Like a lot of other places in America that came into their own in the 1950s and ‘60s, Montgomery County planned its new suburbia to be comfortable and convenient for the automobile. Roads would be built wide to accommodate the newest land boats, whose unimpeded movement would take precedence above all else.

After all, what could be better than making everything automobile-accessible, with business strips easy to get in and out of, loads of free parking out front, and convenient drive-through windows aplenty?

That vision might have worked in 1950, but times changed. Population increased. Families bought two, three, or even four cars for multiple drivers. Business success attracted more businesses, as well as office development. “The Pike” changed from a sleepy local shopping street to the most important commercial center for a huge community numbering nearly a million people.

Something else happened too. Roads in general, and the Pike in particular, began to clog like a hardened artery. As more and more people spread out across Montgomery County to live, they all converged on Rockville Pike to shop or work, and almost all of them did so using individual cars.

How has it all turned out? You can get anything you want on the Pike, but the gettin’ is slowwww. No matter how exquisitely timed the signals are and no matter how many extra turn lanes and interchanges planners provide, Rockville Pike cannot move the thousands upon thousands of cars that use it every day. Even on the weekends congestion rules.

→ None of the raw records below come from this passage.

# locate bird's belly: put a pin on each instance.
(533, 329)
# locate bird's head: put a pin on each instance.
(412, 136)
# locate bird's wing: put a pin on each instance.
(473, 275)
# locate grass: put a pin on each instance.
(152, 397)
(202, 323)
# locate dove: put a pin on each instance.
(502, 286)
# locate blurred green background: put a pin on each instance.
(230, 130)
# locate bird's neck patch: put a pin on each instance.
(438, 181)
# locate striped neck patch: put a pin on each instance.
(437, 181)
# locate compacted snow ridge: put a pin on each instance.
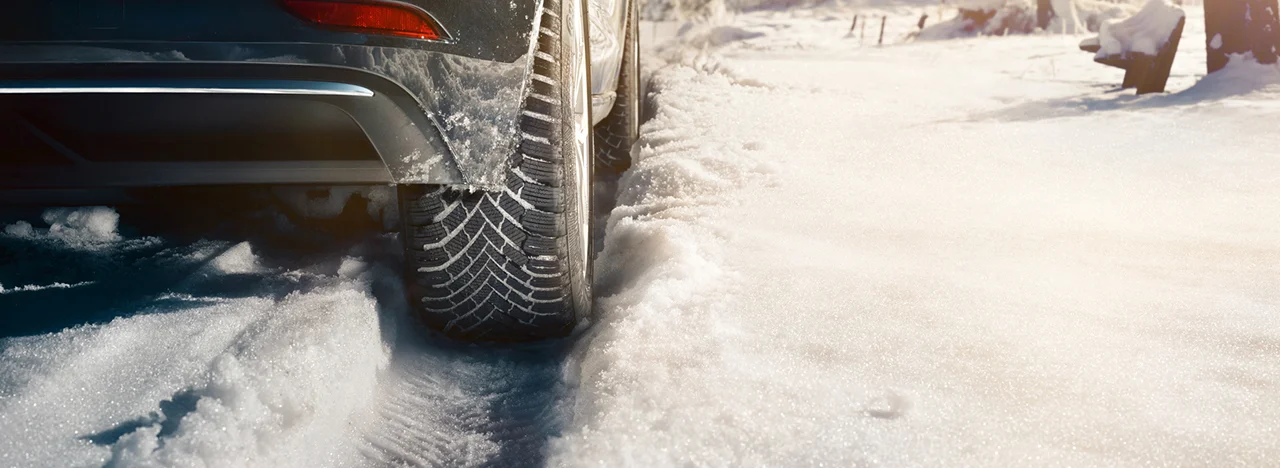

Bypassing the congestion is nearly impossible. The few brave pedestrians find narrow sidewalks, long street crossings, and short signals. They’re often stranded on wind-swept, skinny medians, and then face broad expanses of parking between themselves and every destination. The Metro helps, but stops are too few and too far apart to access the entire corridor. Bus service exists, but is woefully insufficient.

Did we really invent this mess? Can we escape it?

I believe we can attain a different future, and I think Montgomery County officials agree. We can tame the traffic beast and knit the Pike’s disparate, spread-out shopping areas into a series of urban neighborhoods, with increased housing opportunities complementing existing and future employment centers.

If we improve transit access to and along the Pike, traffic would become more tolerable, walking and biking more comfortable, and unrelated land uses would come together as functioning neighborhoods.

A high quality Bus Rapid Transit (BRT) system along the Pike could whisk residents to many more stops than the Metro system currently allows, and make a visit to the Pike without a car efficient and enjoyable. Such a system could not only improve movement along the Pike, it could also bring people to and from surrounding areas.

At the same time, the Pike could be physically redesigned and made into more of a tree-lined urban boulevard, with benches and attractive streetside landscaping that provide environmental benefits as well, like managing polluted rainwater runoff. This reconfiguration, including the BRT system, would serve new, more urban land uses.

This sort of transformation will be necessary if Montgomery County is to continue to grow and prosper. Without such transformation, the county and the Pike specifically risk stagnation.

Simply put, Montgomery County must accommodate more people, and the best way to do that is to enhance and re-energize its already developed places, rather than bringing development to its precious few open ones.

A few projects are already under construction or in planning that will begin to bring about this change. The Metro station areas are redeveloping, BRT is being seriously considered, and corridor plans are under study.

Change is hard, but in this case not changing would be harder. This important part of Montgomery County must necessarily become more urban, more livable, and economically and more ecologically sustainable.

This post is part of an occasional series on local transportation solutions that will make our region greater.